In January 1880, the first manager of the refreshment rooms, experienced publican Troy Knight, paid the railways 225 pounds per annum for the lease. Knight was granted a liquor licence on February 10 1880.
He managed the rooms until his retirement in May 1885.
The next lessee was Hermann Altvater.
He had transferred from Sandhurst (Bendigo) Railway Refreshment Rooms to take up his new post. In December 1886, Altvator was granted a 3.30am late licence to allow him to provide refreshments to passengers travelling on the overnight express from Adelaide.
About September 1895, William Robinson leased the Refreshment Rooms. Robinson came to the position with 17 years of experience as a publican.
Katie Sawyer's "Memories of Church Hill" (1973) mentions that Robinson built a large poultry-yard for fowls, ducks and turkeys between the Refreshment Rooms and the roadway and that the refreshment rooms had a bar and tea counter in one room and a formal dining room with white linen tablecloths and silver cruets in the next. Robinson retired on June 30, 1914, after 19 years as lessee.
The next leaseholder was Annie Harrington, who unfortunately died from illness on December 10, 1920. Beginning in 1920, all refreshment rooms came under the management of the newly formed "Refreshment Services Branch" based at Spencer Street, Melbourne.
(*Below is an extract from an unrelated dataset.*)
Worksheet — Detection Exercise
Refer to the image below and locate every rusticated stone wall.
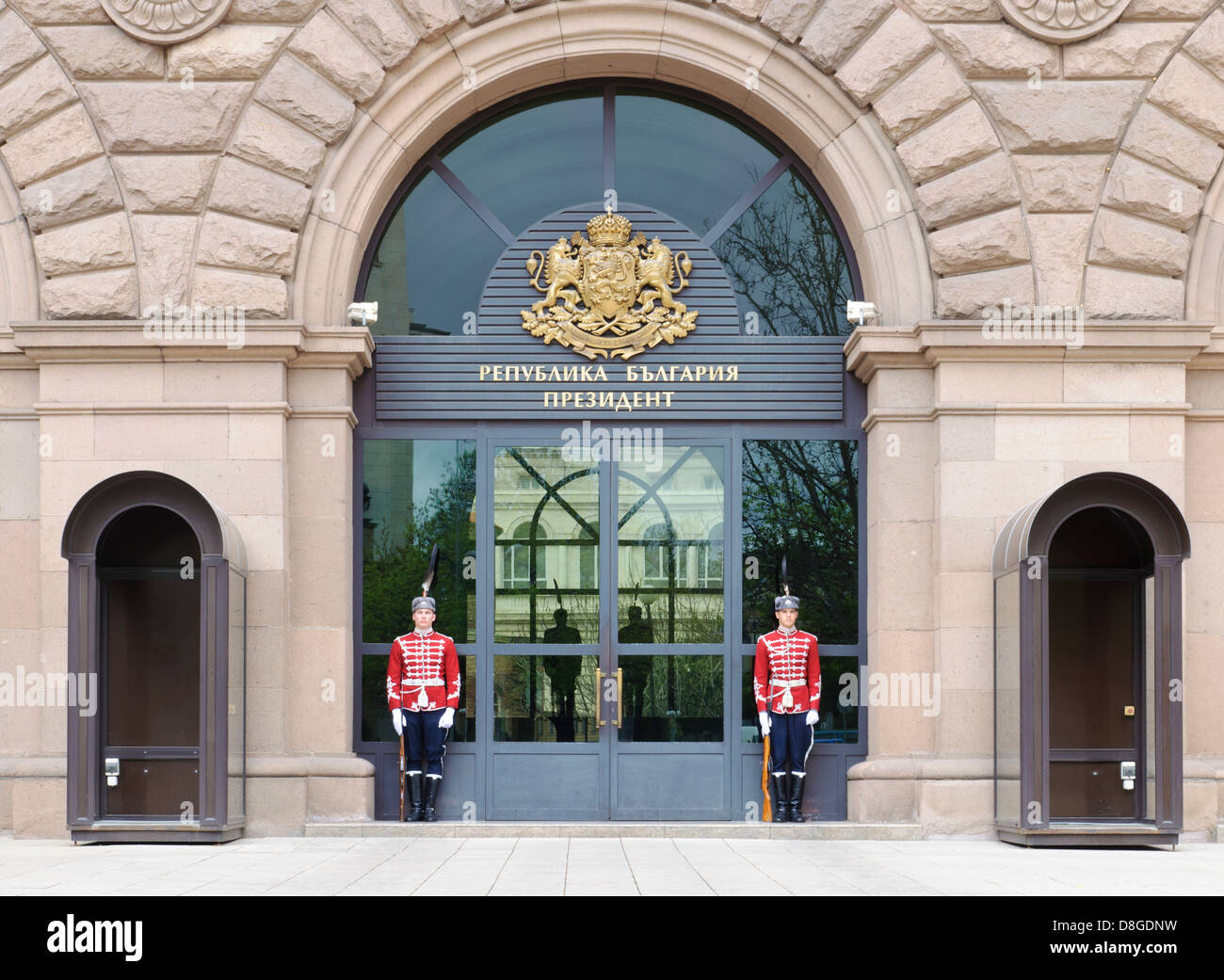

Instead of using private leaseholders, Victorian Railways began employing its own managers and staff.
In 1923 there were 14 refreshment rooms throughout the Victorian Railway network.
It could open for service provided a train was scheduled to arrive. In Horsham, this meant that since the Adelaide to Melbourne express arrived about 2.30am, the rooms were permitted to serve alcohol until 3am, whereas, from 1915, all hotels in town had to close at 6pm.
In mid-1923, the then manager, Edward William Ingham, doubled the length of the bar by demolishing the wall between the bar room and the dining room.
This reduced the size of the dining area, but up to 150 men were counted in the bar on Saturday nights after football.
In mid-1929, Victorian Railways closed the formal dining room at Horsham Station due to lack of patronage, leaving only the bar counter for serving light meals.
However, because the refreshment rooms could stay open long after the normal closing time of 6pm, the bar was very well patronised by locals.
In 1984 Doreen Righetti, a past licensee of the White Hart Hotel, recalled that the publicans in Horsham became disgruntled with the freedom permitted the Railway Refreshment Rooms, commonly known as "The Railway" by Horsham residents.
The licensee of the Refreshment Rooms did not have to pay rates, served alcohol to passengers and locals alike from 7am to 7pm, whether a train was in the station or not, and did not provide meals or accommodation.
From 1940, the Victorian Railways gradually introduced buffet cars on trains. The last rail service in Horsham without a buffet car was the Horsham-Melbourne-Warrnambool service. A buffet car was added to this service about 1960. About 1980, the Railways decided the Horsham refreshment rooms were no longer needed.
The last manager of "The Railway", Miss Nell Ryan, had been at the Horsham rooms for 21 years. She said her quarters, attached to the rear of the rooms, were very spacious, and she was very sad to leave when they were closed after last drinks on October 30, 1982.
She'd worked for 40 years as a manager at various refreshment rooms all over Victoria's rail network. Nell remembered that at Horsham, the bar sold a lot of bottled beer as well as draught beer and provided a "good income".
The Horsham Railway Station, including the old Refreshment Rooms, is now being used by the University of the Third Age (U3A) for seminars and meetings.